È molto importante questa amicizia tra la gratuità e la natura. L’albero cresce e porta frutto perché è fatto così, non potrebbe fare altro. Il ruscello si getta nel lago perché obbedisce ad una legge naturale. Così il carisma: chi lo riceve agisce perché “è fatto così”, e perché “non potrebbe fare altro”. Sa che deve custodire e alimentare quel “qualcosa” che lo abita, ma ancor prima sa che quel qualcosa o qualcuno che gli parla dentro e lo guida agisce per una forza propria, sebbene, paradossalmente, quel carisma è anche la parte migliore e più vera di sé. È questa dinamica di “intimità-alterità” che impedisce al suo portatore di impossessarsi del proprio carisma, di usarlo a proprio vantaggio (e quando lo fa, il carisma scompare), che garantisce la gratuità. Una dinamica che vale per i fondatori di comunità carismatiche, ma anche per ciascun membro di queste comunità, che quindi non è un seguace di movimenti, né un associato di una organizzazioni, ma persona guidata dal di dentro perché abitata dallo stesso carisma del fondatore. I francescani non seguono, né tantomeno, imitano Francesco, ma con Francesco seguono il suo stesso carisma, e diventano nel tempo quello che già sono. In questo si nasconde il mistero dei carismi, di tutti i carismi religiosi e di quelli laici (se proprio vogliamo distinguerli), e della loro tipica libertà.

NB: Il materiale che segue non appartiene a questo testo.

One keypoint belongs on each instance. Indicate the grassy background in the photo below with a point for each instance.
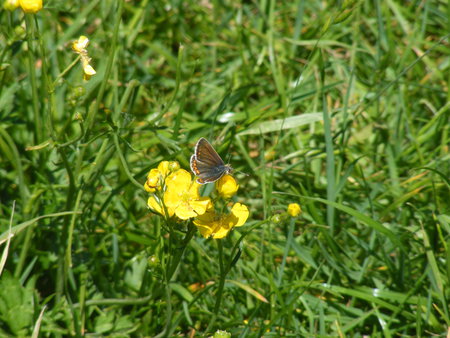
(340, 107)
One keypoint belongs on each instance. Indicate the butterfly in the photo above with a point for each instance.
(206, 163)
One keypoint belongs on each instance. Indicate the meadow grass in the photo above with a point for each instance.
(339, 106)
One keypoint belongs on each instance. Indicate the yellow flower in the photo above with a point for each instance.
(182, 196)
(226, 186)
(218, 226)
(294, 209)
(10, 5)
(87, 68)
(31, 6)
(163, 168)
(80, 47)
(153, 181)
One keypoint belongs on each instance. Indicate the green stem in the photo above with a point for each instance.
(33, 81)
(220, 289)
(172, 266)
(286, 249)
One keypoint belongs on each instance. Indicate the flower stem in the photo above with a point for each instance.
(220, 289)
(174, 262)
(32, 72)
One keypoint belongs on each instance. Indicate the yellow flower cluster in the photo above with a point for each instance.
(174, 193)
(80, 47)
(28, 6)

È qui che si scopre anche una profonda analogia tra il carismatico e l’artista: sono entrambi “servitori” di un daimon, di uno Spirito, obbediscono a una voce, sanno vincere la morte. Teresa d’Avila e Caravaggio sono state realtà morali molto diverse, ma tutti e due hanno fatto migliore e più bello il mondo, ci hanno amato e ci amano, gratuitamente. È qui che la gratuità si incrocia anche con la bellezza, che tanto le assomiglia (è forse questa l’etimologia di “grazioso”?). Entrambe dicono il valore intrinseco della vita, che viene prima di qualsiasi prezzo, prima della reciprocità e persino dello sguardo dell’altro. È la bellezza-gratuità che faceva abbellire e decorare i locali dei palazzi e le volte delle cattedrali, o che oggi fa preparare con bellezza la tavola a Giovanna che rimasta vedova e sola non la può condividere con nessuno.

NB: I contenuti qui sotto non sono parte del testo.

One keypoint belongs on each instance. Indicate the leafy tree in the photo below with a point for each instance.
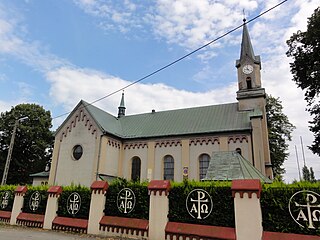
(279, 131)
(33, 143)
(304, 47)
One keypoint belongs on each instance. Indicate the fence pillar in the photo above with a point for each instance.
(159, 208)
(52, 206)
(97, 205)
(248, 217)
(17, 203)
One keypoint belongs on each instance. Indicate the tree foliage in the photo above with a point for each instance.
(33, 143)
(279, 131)
(304, 47)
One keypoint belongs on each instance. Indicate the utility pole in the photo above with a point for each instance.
(6, 168)
(298, 163)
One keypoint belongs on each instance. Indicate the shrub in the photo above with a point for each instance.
(43, 199)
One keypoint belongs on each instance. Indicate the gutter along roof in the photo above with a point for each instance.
(187, 121)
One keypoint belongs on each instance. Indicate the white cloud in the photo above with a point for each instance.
(70, 85)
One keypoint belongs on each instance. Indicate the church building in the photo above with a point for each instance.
(92, 144)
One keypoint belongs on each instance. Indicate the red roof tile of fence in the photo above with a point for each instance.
(21, 189)
(287, 236)
(55, 190)
(99, 186)
(159, 185)
(246, 185)
(31, 217)
(5, 214)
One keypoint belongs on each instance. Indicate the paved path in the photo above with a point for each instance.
(8, 232)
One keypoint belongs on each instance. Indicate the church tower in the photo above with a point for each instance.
(121, 108)
(249, 78)
(252, 97)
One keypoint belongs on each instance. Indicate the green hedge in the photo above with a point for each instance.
(275, 207)
(10, 189)
(43, 203)
(141, 209)
(85, 194)
(223, 207)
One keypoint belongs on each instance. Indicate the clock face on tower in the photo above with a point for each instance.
(247, 69)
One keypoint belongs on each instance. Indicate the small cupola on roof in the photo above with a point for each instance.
(121, 108)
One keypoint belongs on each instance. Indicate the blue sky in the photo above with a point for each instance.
(55, 53)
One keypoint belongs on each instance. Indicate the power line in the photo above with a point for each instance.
(179, 59)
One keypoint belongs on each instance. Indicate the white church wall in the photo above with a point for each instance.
(198, 147)
(74, 171)
(131, 151)
(163, 148)
(242, 142)
(109, 156)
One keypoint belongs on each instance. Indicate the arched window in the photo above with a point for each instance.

I carismi arrivano nel mondo per il bene di tutti, anche di chi i carismi non li vede, o li disprezza. Ma vengono soprattutto per i poveri. Se non ci fossero i carismi, i poveri non sarebbero visti, amati, curati, salvati, stimati: <Oggi arriva la salvezza nella nostra comunità: una famiglia con cinque figli, tutti handicappati> (Don Lorenzo Milani). È lo sguardo diverso dei carismi che dona ai poveri speranza, gioia, e spesso li risorge. Ed è lo sguardo dei poveri che rende il carisma vivo, non lo fa morire né diventare una semplice istituzione.
Sono i carismi e la loro gratuità che ci svelano il Natale. Ed è il Natale che ci dischiude la charis. Lieto Natale a tutti.